A second class of Chromebooks will also run on the Core i3, with devices that will be priced at about $349 or so, Shenoy said. Acer and Dell will be two manufacturers that will update their Chromebook lines with new Core i3 chips, he said: Dell with a Core i3 revision of the Chromebook 11, and Acer with a new Chromebook C720. Dell didn’t announce pricing, although Acer said its Chromebook would be priced at $349.
The LG Chromebase (22CV241), the first “all in one” Chrome-based desktop, first launched at CES 2014. Shenoy said the Chromebase will ship on May 26 from a variety of retailers, for $349.

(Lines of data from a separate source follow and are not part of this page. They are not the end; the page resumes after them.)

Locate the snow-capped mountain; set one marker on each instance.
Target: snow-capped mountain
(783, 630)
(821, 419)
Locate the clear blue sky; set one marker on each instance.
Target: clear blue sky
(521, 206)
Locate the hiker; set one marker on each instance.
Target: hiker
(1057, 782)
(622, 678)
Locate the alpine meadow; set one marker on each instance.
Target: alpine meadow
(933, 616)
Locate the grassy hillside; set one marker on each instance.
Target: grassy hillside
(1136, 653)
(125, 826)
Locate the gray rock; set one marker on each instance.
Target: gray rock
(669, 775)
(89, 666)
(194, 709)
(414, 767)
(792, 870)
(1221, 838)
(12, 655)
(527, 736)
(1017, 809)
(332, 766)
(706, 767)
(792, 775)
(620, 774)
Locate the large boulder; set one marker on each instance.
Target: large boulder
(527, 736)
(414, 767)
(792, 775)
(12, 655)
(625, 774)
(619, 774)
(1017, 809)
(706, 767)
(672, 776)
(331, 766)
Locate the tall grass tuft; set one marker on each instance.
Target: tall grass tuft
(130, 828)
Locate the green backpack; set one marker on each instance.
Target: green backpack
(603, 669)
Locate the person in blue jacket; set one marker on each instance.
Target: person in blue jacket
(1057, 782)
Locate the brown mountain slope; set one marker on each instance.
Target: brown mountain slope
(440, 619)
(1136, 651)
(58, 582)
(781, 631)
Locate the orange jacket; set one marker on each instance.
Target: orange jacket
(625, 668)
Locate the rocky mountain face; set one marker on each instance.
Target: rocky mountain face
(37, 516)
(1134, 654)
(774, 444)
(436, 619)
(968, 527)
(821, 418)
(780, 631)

Moving forward, it’s not clear how hardware makers plan to differentiate themselves. Google’s Sangupta referred to a “common experience” across designs, and Intel is obviously encouraging hardware vendors both to include the same chips and price their Chromebooks at identical levels.
Neil Raggio, the marketing director of Chrome products at Dell, said Dell would create unique products through a combination of hardware, software, and the “fit in the hand.”
“Saying that if you have the same softwatre you have a commodity product is oversimplifying it a bit,” Sangupta added. “The product is a hardware, the software, the overall experience. Even just having a good keyboard versus a bad keyboard can mean a huge consumer experience.”
Bob O’Donnell, principal analyst at TECHanalysis Research, said he thinks eventually Chromebook makers will be forced to begin adding touch capabilities,given the growing number of touch-aware apps.
“All in all, I thought it a pretty impressive showing,” O’Donnell said of the Intel event. “It’s a wide range of products, some pretty impressive vendors a number of interesting form factors. They’re clearly serious about it.”
Updated at 12:50 PM with comments from Bob O’Donnell and additional pictures of some of the Chromebooks. This story has also been corrected to note that the current version of Chrome is a 64-bit OS. Updated May 7 with a video report from IDG News Service.